AR3-GP wrote: ↑02 Aug 2024, 23:52
I'm not going to address the specific points in your post (f1isgood, MySee).
I will simply say that history teaches us many lessons. Nothing we are seeing is new. Red Bull was a dominant F1 team just as Williams, Ferrari, Mclaren, and Mercedes were before them. Then the cracks appeared, and it all fell apart. Those teams suffered for many years. Red Bull is not immune. It serves no purpose to ignore the past. All of the teams are the same. When the cracks start to appear, they all come crashing down the same way.

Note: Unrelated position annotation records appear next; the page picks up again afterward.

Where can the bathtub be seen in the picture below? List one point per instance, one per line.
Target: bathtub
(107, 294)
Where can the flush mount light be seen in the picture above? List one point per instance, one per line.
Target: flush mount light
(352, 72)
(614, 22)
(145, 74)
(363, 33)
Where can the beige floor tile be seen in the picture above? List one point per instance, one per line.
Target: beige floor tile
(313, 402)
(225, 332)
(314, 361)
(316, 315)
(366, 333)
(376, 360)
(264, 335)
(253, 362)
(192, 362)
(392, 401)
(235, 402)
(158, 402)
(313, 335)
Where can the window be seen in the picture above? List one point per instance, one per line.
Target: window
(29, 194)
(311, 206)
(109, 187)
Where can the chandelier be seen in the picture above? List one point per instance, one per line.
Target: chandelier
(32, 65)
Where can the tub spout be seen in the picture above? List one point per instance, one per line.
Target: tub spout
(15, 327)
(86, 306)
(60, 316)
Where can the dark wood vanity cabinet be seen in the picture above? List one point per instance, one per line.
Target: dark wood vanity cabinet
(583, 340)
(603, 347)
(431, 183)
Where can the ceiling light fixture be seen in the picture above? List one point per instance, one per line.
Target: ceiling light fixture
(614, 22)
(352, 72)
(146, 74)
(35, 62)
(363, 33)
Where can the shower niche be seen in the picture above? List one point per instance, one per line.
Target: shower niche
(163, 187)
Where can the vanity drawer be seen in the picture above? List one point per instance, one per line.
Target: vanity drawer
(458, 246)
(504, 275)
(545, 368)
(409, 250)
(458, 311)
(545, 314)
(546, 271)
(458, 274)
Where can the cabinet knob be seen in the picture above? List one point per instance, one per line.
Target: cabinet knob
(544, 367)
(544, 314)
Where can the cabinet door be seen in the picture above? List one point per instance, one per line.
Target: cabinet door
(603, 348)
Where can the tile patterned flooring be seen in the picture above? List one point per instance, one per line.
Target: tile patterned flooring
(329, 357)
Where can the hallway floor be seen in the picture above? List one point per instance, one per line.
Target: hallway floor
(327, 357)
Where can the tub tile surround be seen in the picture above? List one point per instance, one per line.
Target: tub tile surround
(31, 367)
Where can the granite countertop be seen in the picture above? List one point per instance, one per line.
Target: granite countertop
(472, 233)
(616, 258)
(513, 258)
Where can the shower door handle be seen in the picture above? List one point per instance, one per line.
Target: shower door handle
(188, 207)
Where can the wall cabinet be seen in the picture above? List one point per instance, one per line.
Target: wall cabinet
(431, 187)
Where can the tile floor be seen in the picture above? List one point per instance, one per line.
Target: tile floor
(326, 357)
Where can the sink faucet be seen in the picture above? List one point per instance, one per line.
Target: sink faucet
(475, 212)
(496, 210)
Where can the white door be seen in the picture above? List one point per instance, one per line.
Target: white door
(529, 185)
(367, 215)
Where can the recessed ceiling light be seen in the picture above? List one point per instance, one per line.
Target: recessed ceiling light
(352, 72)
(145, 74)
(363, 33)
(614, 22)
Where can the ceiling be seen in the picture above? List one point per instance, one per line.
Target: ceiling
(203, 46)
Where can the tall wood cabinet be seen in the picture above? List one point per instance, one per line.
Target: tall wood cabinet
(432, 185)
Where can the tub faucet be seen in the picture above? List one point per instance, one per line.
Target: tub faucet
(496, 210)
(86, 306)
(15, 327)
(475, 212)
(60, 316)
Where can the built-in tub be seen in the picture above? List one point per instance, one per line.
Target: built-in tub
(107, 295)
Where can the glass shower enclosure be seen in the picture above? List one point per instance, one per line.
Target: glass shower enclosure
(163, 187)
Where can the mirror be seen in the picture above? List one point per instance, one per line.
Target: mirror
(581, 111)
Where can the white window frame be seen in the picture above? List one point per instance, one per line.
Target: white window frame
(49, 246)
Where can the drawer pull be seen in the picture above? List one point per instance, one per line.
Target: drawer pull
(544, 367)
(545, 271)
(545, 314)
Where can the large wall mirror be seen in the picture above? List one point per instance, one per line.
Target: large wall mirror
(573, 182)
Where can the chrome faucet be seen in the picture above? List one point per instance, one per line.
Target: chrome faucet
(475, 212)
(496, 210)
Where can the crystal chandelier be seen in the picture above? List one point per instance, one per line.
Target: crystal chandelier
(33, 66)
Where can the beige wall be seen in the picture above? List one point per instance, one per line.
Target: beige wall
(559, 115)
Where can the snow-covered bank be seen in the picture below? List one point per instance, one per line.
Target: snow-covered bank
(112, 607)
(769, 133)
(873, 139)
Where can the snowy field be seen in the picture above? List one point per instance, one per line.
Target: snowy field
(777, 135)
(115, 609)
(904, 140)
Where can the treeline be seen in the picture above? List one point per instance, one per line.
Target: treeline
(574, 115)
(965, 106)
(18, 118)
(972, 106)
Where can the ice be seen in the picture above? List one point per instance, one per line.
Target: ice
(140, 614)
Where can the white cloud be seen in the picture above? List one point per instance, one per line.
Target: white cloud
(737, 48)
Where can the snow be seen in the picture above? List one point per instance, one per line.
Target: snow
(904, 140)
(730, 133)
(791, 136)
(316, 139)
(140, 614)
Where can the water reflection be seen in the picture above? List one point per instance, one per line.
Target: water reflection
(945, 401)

For now, Red Bull still have lots of money (unlike the others apart from Ferrari and Mercedes who didn't have problems on that front). Obviously McLaren bought out Mercedes which was expensive and lost the backing of Mercedes, while Williams lost the backing of BMW.
If Ford RBPT is a disaster, presumably there will be a way to pivot to Honda power units?
I think it is unlikely RBR-Ford RBPT will fall out of the Top 5 WCC in the short to medium terms (3-4 seasons) like Williams-Cosworth & Williams-Toyota did (eventually becoming backmarkers as Williams-Renault 5-6 seasons later), but it depends if Ford RBPT is a complete disaster or not, of course.
If Ford RBPT units are over 100hp down (and the Audi units aren't that bad, of course Audi could be just as bad or worse), then certainly RBR and VCARB will be nailed to the last two rows. But (hopefully) the Ford RBPT units will be more competitive than that.
taperoo2k wrote: ↑03 Aug 2024, 01:35
What has happened in the past
when Newey leaves a team is a decline, either a slow one or a fast one.
It took McLaren a better part of a decade to get where they are now. Williams have been in the doldrums for a long time, with a win here and there.
Attributing Newey to the decline of McLaren after 2013 is
really a stretch IMO! Newey left in 2006 and McLaren remained a leading team until 2012.
While Williams declined faster, it was accompanied by Renault power units being replaced by privateer Mecachrome & Supertec power units whcih didn't receive the same rate of development. With Willis designed cars and BMW engines, Williams were reasonably comeptitive. Williams only started to struggle technically in 2005, two years after the departure of Willis (but again there is the factor of BMW using detuned 2004 power units that season for various reasons, instead of a 2005 development).